A Federal court in New York ruled that the National Security Agency’s (NSA) mass telephone surveillance – as revealed by whistleblower Edward Snowden – is illegal.  The decision clears the way for a full legal challenge against the agency.  This comes as a fight looms in the US Congress is to end, extend, or replace the metadata collection program.

Some of the world’s brightest academics is calling on Japan to face its World War II responsibilities once and for all, amid growing unease with Prime Minister Shinzo tendency to whitewash the past.  Scholars from top institutions including Harvard, Yale, the University of Chicago, and the London School of Economics sign an open letter to Abe.  This year marks the 70th anniversary of Japan’s defeat in World War II, and Japan’s ruling party is lousy with members who deny the abuse of foreign captives forced to work as “comfort women” in military brothels, and the systematic slaughter of civilians in Nanjing.

Thailand has transferred some 50 police officers with suspected links to human trafficking networks.  This comes after the grisly discovery of more than 30 bodies in shallow graves at trafficking camps in the densely forested south.  The dead are suspected to be Rohinghya Muslim migrants from Myanmar and Bangladesh, escaping persecution and poverty to seek work abroad.  Human Rights Watch is hinting that Thailand isn’t doing enough – the investigation seems to cover politicians and police, but not military personnel or forestry officials.

Mexican police rescued around 100 migrants rescued from a trafficking gang near the capital Mexico City.  Most were from even poorer countries in Central America, although a few appear to have originated from India and Sri Lanka.  They were apparently journeying north to attempt to enter the US illegally, when the trafficking gang kidnapped them and tried to extort money from the families.

Thousands of travelers were stranded when a fire gutted Terminal 3 at Rome’s main Fiumicino Airport, forcing it to shut down on Thursday morning.  A few workers suffered smoke inhalation, but none were seriously injured.  Investigators believe an electrical short caused the blaze.

Burundi’s President Pierre Nkurunziza is pledging not to run for a fourth term, but that was not enough to stop the growing and often deadly protests by people upset that he’s running for a third term.  The third term, they say, violates a peace agreement that ended Burundi’s civil war in 2005.  Burundi’s courts have ruled that because Nkurunziza was appointed to his first term, he is legally entitled to stand for office twice more, hence the current trouble.

Did I mention that the UK Election is tight and contentious?  Labour and the Tories are tied at around 34 percent approval, and that could lead to minor parties achieving kingmaker status – or to gridlock.  Or, the outcome might be a boring ol’ affirmation of the status quo and the UK could disappoint the fans even worse than Floyd Mayweather and Manny Pacquiao.  Seriously, how’s David Cameron’s shoulder?  Oh, the unpredictableness of it all.
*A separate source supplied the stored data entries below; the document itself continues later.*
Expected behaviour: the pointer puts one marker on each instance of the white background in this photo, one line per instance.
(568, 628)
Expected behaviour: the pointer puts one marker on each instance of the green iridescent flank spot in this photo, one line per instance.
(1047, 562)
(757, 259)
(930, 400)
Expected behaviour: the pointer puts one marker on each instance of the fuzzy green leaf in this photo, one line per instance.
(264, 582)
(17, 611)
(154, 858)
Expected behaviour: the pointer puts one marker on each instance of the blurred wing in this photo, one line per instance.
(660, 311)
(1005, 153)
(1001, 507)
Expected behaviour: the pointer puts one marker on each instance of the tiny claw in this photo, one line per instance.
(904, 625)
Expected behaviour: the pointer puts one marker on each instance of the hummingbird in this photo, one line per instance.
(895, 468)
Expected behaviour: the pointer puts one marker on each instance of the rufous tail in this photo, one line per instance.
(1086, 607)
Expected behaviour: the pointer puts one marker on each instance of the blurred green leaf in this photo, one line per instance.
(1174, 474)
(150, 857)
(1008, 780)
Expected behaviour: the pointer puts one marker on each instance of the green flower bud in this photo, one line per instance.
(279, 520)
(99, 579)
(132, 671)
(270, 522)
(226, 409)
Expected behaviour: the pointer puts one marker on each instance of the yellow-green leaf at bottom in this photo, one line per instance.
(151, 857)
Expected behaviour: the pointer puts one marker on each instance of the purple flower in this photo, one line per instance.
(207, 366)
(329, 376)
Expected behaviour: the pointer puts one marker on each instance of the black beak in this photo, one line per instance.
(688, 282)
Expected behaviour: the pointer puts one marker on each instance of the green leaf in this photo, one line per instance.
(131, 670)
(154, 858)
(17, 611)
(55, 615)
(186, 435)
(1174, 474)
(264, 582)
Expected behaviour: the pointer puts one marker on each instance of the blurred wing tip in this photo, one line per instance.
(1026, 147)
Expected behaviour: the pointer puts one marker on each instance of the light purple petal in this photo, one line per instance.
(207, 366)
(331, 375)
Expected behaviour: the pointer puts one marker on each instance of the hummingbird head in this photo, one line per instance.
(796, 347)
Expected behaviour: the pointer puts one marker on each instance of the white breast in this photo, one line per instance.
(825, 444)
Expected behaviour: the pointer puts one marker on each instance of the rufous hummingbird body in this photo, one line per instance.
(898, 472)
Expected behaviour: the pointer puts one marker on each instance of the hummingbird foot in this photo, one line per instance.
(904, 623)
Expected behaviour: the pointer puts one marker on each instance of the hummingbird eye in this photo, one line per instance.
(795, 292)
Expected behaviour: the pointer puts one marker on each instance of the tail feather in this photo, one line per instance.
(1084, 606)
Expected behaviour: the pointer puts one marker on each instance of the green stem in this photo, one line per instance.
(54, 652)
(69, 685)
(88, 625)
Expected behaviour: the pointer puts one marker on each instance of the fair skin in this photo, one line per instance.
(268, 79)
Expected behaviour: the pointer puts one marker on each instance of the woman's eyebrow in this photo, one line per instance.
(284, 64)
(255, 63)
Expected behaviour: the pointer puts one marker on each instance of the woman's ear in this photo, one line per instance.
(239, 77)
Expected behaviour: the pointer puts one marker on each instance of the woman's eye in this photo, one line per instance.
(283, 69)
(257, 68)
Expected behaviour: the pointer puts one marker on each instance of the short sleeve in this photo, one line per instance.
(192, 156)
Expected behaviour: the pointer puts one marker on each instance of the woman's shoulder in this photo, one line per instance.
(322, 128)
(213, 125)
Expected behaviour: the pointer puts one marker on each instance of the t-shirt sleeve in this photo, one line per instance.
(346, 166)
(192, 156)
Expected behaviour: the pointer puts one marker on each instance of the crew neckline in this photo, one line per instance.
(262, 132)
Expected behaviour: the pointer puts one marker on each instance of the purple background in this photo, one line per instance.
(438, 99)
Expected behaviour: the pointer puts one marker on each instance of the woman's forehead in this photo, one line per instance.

A Japanese Zoo is apologizing for something that’s really not its fault.  The Takasakiyama Zoo in southern Oita Prefecture has a new baby Monkey, and asked the public to name her.  The public chose “Charlotte”.  Yep, the same name as the new daughter of Prince William and Princess Kate.  Horrified people called in and asked zookeepers how Japan would like it if a British named a monkey after a Japanese royal.  A compromise is on the horizon and the little monkey will likely be renamed after another princess – Elsa from the Disney flick “Frozen”.